Si la législation juive admit l’esclavage, ce qui est assez embarrassant, quoi qu’en dise M. Wallon, pour ceux qui croient comme lui cette législation divine, il faut convenir qu’elle a fait de grands efforts pour le tempérer. On s’attendrait moins à rencontrer cette douceur à l’autre extrémité de l’Asie, dans l’empire chinois. M. Wallon cite deux ordonnances très remarquables de Kouang-Won, qui protégent la vie et la personne de l’esclave dans un langage digne du christianisme. Une autre particularité curieuse, c’est l’échelle des vertus théologales des Chinois, qui compte pour une faute le fait de réprimander injustement ses esclaves ; les voir malades et ne pas les soigner, les accabler de travail, dix fautes ; les empêcher de se marier, cent fautes ; leur refuser de se racheter, cinquante fautes. Aussi ne rencontre-t-on pas une seule guerre servile dans les annales de la Chine, pas plus que dans celles de la Judée.

En quittant l’Orient pour la Grèce, M. Wallon rencontre les documens précis et abondans qui lui avaient manqué jusque-là, et son exposition, désormais appuyée sur des bases solides, peut se développer sur une échelle plus étendue. Un volume entier est consacré à l’étude de l’esclavage en Grèce. L’auteur examine successivement les origines de l’esclavage, la condition des classes serviles et l’influence que cette condition a exercée, soit sur ces classes elles-mêmes, soit sur le travail libre et sur la société en général. On remarquera le savant chapitre où l’auteur, après avoir distingué à Sparte deux degrés de servitude, celle des Périèques ou Laconiens et celle des Hilotes, détermine approximativement le chiffre de ces deux populations comparé à celui des citoyens libres. Voici les nombres où son calcul aboutit : 8,000 Spartiates, ou, avec les femmes et les enfans, 31,400 personnes ; 120,000 Périèques et 220,000 Hilotes ; ce qui donne une population esclave dix fois plus nombreuse que la classe libre. Ces chiffres fournissent le secret de l’extrême sévérité des lois de Lycurgue. « Le législateur, comme dit excellemment M. Wallon, avait voulu, en réglant cette société, en faire un corps plein de force, et la force lui apparut sous la figure d’un homme armé. C’est sur cet idéal qu’il forma son état. La famille, pour lui, c’est l’homme, l’homme de guerre ; le peuple, une armée ; Sparte, un camp. Ainsi, des exercices et point de travail. »

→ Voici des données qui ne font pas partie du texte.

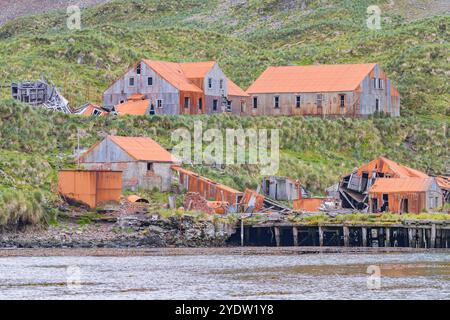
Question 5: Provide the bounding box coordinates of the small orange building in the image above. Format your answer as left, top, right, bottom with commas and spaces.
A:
58, 170, 122, 209
369, 177, 443, 214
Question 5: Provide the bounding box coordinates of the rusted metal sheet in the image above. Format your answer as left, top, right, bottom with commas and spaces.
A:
58, 170, 122, 208
293, 198, 325, 212
172, 166, 242, 205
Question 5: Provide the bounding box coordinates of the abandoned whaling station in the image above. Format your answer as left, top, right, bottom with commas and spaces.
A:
58, 132, 450, 248
11, 59, 400, 118
7, 59, 450, 248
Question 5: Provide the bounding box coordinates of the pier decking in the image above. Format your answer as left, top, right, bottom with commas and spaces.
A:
229, 221, 450, 249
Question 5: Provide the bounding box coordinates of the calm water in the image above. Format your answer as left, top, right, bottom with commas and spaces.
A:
0, 253, 450, 299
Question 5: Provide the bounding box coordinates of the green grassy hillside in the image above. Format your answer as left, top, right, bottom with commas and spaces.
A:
0, 0, 450, 225
0, 0, 450, 118
0, 101, 448, 225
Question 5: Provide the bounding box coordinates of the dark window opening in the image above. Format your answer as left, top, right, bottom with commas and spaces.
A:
339, 94, 345, 108
317, 94, 323, 108
273, 96, 280, 109
295, 96, 302, 108
253, 97, 258, 109
381, 194, 389, 212
227, 100, 232, 112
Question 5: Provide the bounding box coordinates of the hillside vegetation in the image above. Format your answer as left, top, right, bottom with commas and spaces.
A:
0, 101, 448, 225
0, 0, 450, 118
0, 0, 450, 225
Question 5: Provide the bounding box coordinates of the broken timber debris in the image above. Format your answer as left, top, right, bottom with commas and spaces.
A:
11, 77, 72, 113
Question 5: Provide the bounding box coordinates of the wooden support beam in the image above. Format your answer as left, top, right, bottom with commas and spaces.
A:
319, 226, 323, 247
384, 228, 391, 247
274, 227, 281, 247
292, 227, 298, 247
408, 228, 415, 248
361, 227, 367, 247
430, 223, 436, 248
342, 226, 350, 247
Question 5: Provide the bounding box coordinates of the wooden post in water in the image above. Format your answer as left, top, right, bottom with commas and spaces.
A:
342, 226, 350, 247
319, 226, 323, 247
422, 228, 428, 249
384, 228, 391, 247
408, 228, 414, 248
430, 223, 436, 248
241, 217, 244, 247
292, 227, 298, 247
274, 227, 281, 247
361, 227, 367, 247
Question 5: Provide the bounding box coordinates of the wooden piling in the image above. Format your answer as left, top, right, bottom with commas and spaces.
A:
430, 223, 436, 248
342, 226, 350, 247
274, 227, 281, 247
319, 226, 323, 247
384, 228, 391, 247
361, 227, 367, 247
408, 228, 415, 248
292, 227, 298, 247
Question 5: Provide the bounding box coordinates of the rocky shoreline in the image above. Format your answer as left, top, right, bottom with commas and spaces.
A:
0, 214, 234, 249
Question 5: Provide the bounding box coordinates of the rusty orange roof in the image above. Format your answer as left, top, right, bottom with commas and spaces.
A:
369, 178, 433, 193
143, 59, 203, 92
247, 63, 376, 94
77, 103, 108, 117
128, 93, 145, 100
436, 176, 450, 190
116, 100, 150, 116
228, 79, 249, 97
171, 165, 242, 194
180, 61, 216, 79
358, 157, 429, 178
108, 136, 174, 162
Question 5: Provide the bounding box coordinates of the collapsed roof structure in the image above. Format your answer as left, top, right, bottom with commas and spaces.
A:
11, 77, 72, 113
338, 157, 442, 213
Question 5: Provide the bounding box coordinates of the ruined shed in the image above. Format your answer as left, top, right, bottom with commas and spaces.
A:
58, 170, 122, 209
369, 178, 443, 214
262, 176, 308, 201
80, 136, 174, 191
172, 166, 243, 206
339, 157, 430, 211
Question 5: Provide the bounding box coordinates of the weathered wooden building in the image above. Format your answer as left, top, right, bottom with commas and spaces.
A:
369, 177, 443, 214
80, 136, 175, 191
103, 59, 246, 115
245, 63, 400, 117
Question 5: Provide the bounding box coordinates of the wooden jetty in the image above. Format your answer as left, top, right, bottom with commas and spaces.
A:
229, 219, 450, 249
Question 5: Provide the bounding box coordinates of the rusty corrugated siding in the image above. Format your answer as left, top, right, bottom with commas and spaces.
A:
172, 166, 242, 205
58, 170, 122, 208
293, 198, 324, 212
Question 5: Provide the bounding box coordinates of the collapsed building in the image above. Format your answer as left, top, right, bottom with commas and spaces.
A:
338, 157, 443, 213
261, 176, 308, 201
11, 78, 72, 113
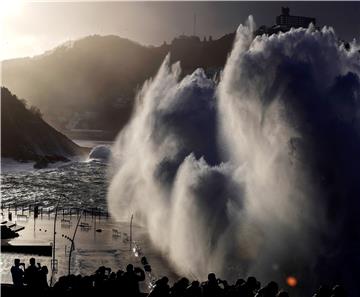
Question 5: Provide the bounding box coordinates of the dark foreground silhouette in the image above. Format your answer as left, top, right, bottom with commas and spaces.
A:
1, 258, 347, 297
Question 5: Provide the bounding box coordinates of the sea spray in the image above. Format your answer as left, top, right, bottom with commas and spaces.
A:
108, 19, 360, 294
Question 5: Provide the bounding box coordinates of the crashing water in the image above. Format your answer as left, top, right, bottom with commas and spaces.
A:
108, 18, 360, 294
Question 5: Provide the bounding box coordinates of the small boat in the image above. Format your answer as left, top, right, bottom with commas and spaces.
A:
1, 222, 25, 239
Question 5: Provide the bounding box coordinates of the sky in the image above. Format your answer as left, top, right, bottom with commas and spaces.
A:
0, 0, 360, 60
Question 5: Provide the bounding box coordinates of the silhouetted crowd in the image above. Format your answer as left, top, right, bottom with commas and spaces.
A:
4, 258, 347, 297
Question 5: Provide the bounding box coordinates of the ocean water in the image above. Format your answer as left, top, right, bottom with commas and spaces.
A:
1, 160, 107, 211
0, 156, 176, 291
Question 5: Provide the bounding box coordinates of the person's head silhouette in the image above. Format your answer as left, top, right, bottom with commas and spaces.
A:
208, 273, 216, 282
126, 264, 134, 272
14, 259, 20, 266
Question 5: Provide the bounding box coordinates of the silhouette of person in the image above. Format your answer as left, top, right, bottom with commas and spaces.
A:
184, 281, 201, 297
10, 259, 24, 288
203, 273, 222, 297
123, 264, 145, 296
148, 276, 170, 297
24, 258, 39, 288
38, 266, 49, 289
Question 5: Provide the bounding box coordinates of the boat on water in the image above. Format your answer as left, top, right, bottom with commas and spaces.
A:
1, 221, 25, 239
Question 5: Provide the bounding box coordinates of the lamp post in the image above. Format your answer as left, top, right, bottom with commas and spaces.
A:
50, 200, 60, 287
68, 212, 82, 275
130, 214, 134, 251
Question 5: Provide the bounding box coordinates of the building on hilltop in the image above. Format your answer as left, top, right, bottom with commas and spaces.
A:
255, 7, 316, 35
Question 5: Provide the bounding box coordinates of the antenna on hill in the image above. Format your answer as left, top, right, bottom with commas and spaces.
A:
193, 13, 196, 36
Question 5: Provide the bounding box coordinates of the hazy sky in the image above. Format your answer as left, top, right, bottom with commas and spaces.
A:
0, 0, 360, 60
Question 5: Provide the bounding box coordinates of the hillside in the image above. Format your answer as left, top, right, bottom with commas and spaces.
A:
1, 87, 85, 165
2, 34, 234, 138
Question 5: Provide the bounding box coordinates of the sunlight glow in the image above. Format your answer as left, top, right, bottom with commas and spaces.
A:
0, 0, 24, 18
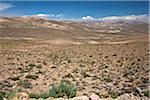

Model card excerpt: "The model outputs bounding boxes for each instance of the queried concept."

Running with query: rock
[90,94,100,100]
[116,93,149,100]
[69,96,89,100]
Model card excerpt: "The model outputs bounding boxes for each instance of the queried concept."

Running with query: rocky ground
[0,34,149,100]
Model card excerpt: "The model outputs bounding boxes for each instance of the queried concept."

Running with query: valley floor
[0,37,149,98]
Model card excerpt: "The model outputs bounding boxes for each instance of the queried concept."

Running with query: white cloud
[0,3,13,12]
[98,14,148,21]
[30,13,64,19]
[33,13,50,17]
[81,16,95,20]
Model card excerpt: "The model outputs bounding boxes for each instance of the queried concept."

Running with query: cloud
[81,16,95,20]
[33,13,50,17]
[0,3,14,12]
[79,14,149,22]
[98,14,148,21]
[29,13,64,19]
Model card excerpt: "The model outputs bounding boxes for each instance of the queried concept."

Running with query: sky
[0,1,149,19]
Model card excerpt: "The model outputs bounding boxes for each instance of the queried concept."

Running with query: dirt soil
[0,36,149,98]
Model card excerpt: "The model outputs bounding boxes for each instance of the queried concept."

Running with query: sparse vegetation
[109,91,119,99]
[144,91,150,97]
[26,75,38,80]
[8,76,20,81]
[29,80,76,99]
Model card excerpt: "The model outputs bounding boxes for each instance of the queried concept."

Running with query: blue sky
[0,1,149,19]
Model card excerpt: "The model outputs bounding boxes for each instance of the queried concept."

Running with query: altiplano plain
[0,17,149,100]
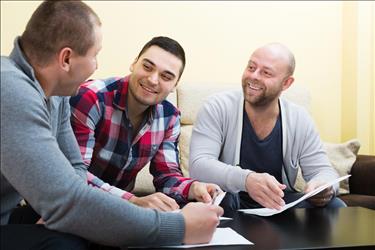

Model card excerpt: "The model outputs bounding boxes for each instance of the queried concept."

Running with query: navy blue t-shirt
[239,109,283,208]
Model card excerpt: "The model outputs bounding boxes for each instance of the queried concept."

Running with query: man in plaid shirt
[70,37,220,211]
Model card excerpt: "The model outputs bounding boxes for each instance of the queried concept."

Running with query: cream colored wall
[1,1,375,154]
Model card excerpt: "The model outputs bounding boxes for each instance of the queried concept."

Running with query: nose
[148,72,159,84]
[249,69,260,80]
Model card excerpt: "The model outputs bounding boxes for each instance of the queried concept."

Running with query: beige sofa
[134,83,368,208]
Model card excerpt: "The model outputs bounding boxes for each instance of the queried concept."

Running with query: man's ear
[58,47,73,72]
[283,76,294,91]
[129,57,138,73]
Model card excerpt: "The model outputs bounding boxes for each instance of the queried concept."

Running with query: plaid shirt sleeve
[150,111,194,203]
[70,87,134,200]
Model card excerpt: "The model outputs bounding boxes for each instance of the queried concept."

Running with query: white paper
[213,192,227,206]
[238,175,350,216]
[219,216,233,220]
[163,227,254,248]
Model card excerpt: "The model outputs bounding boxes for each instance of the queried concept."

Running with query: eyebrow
[143,58,176,78]
[247,60,274,72]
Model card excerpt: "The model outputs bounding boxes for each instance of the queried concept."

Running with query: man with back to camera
[1,1,222,249]
[70,36,220,211]
[189,43,345,213]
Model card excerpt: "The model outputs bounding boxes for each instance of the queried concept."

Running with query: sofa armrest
[349,155,375,196]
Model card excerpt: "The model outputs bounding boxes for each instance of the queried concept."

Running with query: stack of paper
[238,175,350,216]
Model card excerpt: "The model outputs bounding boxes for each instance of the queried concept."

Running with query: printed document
[238,175,350,216]
[159,227,254,248]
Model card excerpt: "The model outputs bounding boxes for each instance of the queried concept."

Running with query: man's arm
[1,75,185,246]
[189,98,250,193]
[56,97,87,180]
[296,108,339,191]
[70,88,137,200]
[150,111,194,203]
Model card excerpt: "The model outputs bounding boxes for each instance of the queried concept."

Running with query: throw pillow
[295,139,361,194]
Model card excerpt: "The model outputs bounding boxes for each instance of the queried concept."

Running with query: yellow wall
[1,1,375,154]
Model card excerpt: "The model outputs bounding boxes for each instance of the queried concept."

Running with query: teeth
[141,83,157,94]
[247,82,262,90]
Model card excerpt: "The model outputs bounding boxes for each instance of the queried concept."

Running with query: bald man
[190,43,345,213]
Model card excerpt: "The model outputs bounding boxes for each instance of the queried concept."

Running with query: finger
[210,205,224,217]
[267,178,286,197]
[158,193,180,211]
[265,183,285,206]
[196,184,212,203]
[256,192,285,210]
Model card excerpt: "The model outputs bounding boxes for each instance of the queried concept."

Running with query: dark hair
[21,1,101,65]
[137,36,186,78]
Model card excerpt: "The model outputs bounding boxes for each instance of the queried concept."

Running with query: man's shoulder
[156,100,180,117]
[1,56,24,78]
[205,90,243,107]
[280,98,308,115]
[1,56,41,101]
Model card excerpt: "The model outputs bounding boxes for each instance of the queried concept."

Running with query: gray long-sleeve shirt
[189,90,339,193]
[1,39,185,246]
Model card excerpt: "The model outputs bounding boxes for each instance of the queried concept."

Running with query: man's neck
[245,99,280,140]
[33,65,57,98]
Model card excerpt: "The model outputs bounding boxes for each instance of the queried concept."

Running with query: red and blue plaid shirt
[70,77,193,203]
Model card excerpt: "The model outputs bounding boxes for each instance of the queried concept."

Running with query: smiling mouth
[139,83,158,94]
[247,82,262,91]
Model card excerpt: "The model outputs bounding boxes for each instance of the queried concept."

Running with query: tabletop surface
[148,207,375,250]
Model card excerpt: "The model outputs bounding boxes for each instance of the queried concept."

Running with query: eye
[263,70,272,77]
[161,74,173,81]
[248,65,255,72]
[143,63,152,71]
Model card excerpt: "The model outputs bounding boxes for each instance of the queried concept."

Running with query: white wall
[1,1,375,153]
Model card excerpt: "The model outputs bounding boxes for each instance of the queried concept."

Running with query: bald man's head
[253,43,296,75]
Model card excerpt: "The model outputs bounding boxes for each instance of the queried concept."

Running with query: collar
[9,36,47,100]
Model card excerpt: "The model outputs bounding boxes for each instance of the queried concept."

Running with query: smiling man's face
[129,45,182,106]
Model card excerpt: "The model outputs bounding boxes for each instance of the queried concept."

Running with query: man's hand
[189,181,223,203]
[246,172,286,209]
[129,192,180,211]
[182,202,224,244]
[305,181,335,207]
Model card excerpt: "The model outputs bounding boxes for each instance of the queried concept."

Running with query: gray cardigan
[189,90,338,193]
[1,40,185,246]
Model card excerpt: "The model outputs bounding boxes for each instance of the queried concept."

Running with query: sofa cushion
[177,83,236,125]
[295,139,360,194]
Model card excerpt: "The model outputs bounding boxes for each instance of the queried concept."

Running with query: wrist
[188,180,199,200]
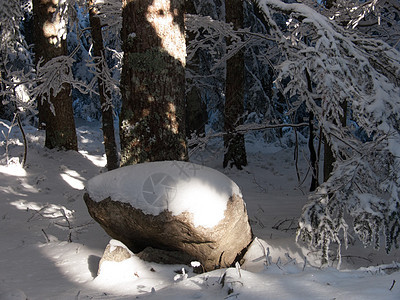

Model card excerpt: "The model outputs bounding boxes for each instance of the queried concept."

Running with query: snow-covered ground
[0,120,400,300]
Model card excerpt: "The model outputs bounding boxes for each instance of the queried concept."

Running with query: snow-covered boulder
[84,161,252,270]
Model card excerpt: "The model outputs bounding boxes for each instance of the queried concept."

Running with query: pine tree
[88,0,118,170]
[223,0,247,170]
[120,0,187,165]
[33,0,78,150]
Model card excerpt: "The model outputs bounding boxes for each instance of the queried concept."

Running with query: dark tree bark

Fidèle à sa méthode simple et régulière, M. Wallon cherche dans la société romaine, comme il a fait dans la société grecque, les origines, les conditions et les influences de l’esclavage, et, pour épuiser enfin le sujet, il entreprend de déterminer les causes qui ont concouru à l’affranchissement des classes serviles. Ici l’historien touche la limite qui sépare le monde ancien du monde nouveau, et il rencontre le christianisme. Aucun esprit éclairé ne conteste aujourd’hui que la religion de l’Évangile n’ait contribué d’une manière puissante et décisive à l’abolition de l’esclavage. Elle est de saint Paul cette grande parole : Il n’y a plus ni Juif, ni Grec ; il n’y a plus ni esclave, ni maître ; il n’y a plus ni sexe dominateur, ni sexe opprimé : tous les hommes sont un en Jésus-Christ. L’Évangile est plein de traits non moins sublimes, et bientôt cet esprit nouveau de charité et d’égalité fraternelles passa des croyances dans les mœurs et des livres saints dans les codes de l’empire. M. Wallon se complaît à recueillir avec une sagacité savante les traits de l’influence exercée par le christianisme sur la législation romaine, et à Dieu ne plaise que nous lui fassions un reproche de faire éclater dans cette recherche la noble et sincère ardeur de ses croyances religieuses ! mais nous regrettons qu’il se soit laissé emporter jusqu’à manquer souvent de sympathie et même de justice à l’égard de la philosophie. Les pages consacrées à Sénèque, à Épictète, aux Antonins, trahissent une sorte de parti pris contre cette forte morale stoïcienne qui a proclamé si haut la fraternité humaine et préparé tant d’aines au christianisme. Est-il donc impossible d’être équitable envers la raison humaine, tout en restant un chrétien sincère, et faut-il, pour mieux honorer saint Paul, rabaisser Caton et Marc-Aurèle ?

Le livre de M. Wallon se termine ou plutôt s’ouvre par une sorte de dissertation sur l’esclavage dans les colonies françaises. Pour l’édifice vaste et sévère que l’auteur a voulu élever, il faut convenir que cette introduction forme un portique un peu étroit et, pour tout dire, assez mesquin. À quoi bon réfuter gravement les systèmes d’un écrivain aussi peu naïf que M. de Cassagnac, et quelle nécessité d’établir par des preuves savantes que l’esclavage n’est pas la meilleure initiation possible à la vie sociale et le beau idéal des peuples enfans ? Tout ce morceau est un hors-d’œuvre que l’auteur eût mieux fait de retrancher.

En général, l’art fait un peu défaut à l’incontestable science de M. Wallon. Sa marche est régulière, mais point aisée. Disposées dans un bon ordre, les parties de son œuvre se touchent trop souvent sans se fondre, et se succèdent sans s’unir. Quelquefois aussi, l’auteur disserte au lieu d’exposer, et, à côté d’un excellent chapitre d’histoire, il nous donne un mémoire académique d’un autre caractère et d’un autre ton. Malgré ces réserves, nous ne serons que strictement Justes en disant que l’ouvrage de M. Wallon, recommandable par l’élévation morale de la pensée, par la pureté et la fermeté du style, ne se distingue pas moins par l’exactitude vraiment bénédictine et par l’étendue de l’érudition.



  1. 3 volumes in-8) ; Paris, 1848, chez Dezobry et Magdeleine, rue des Maçons-Sorbonne, 1.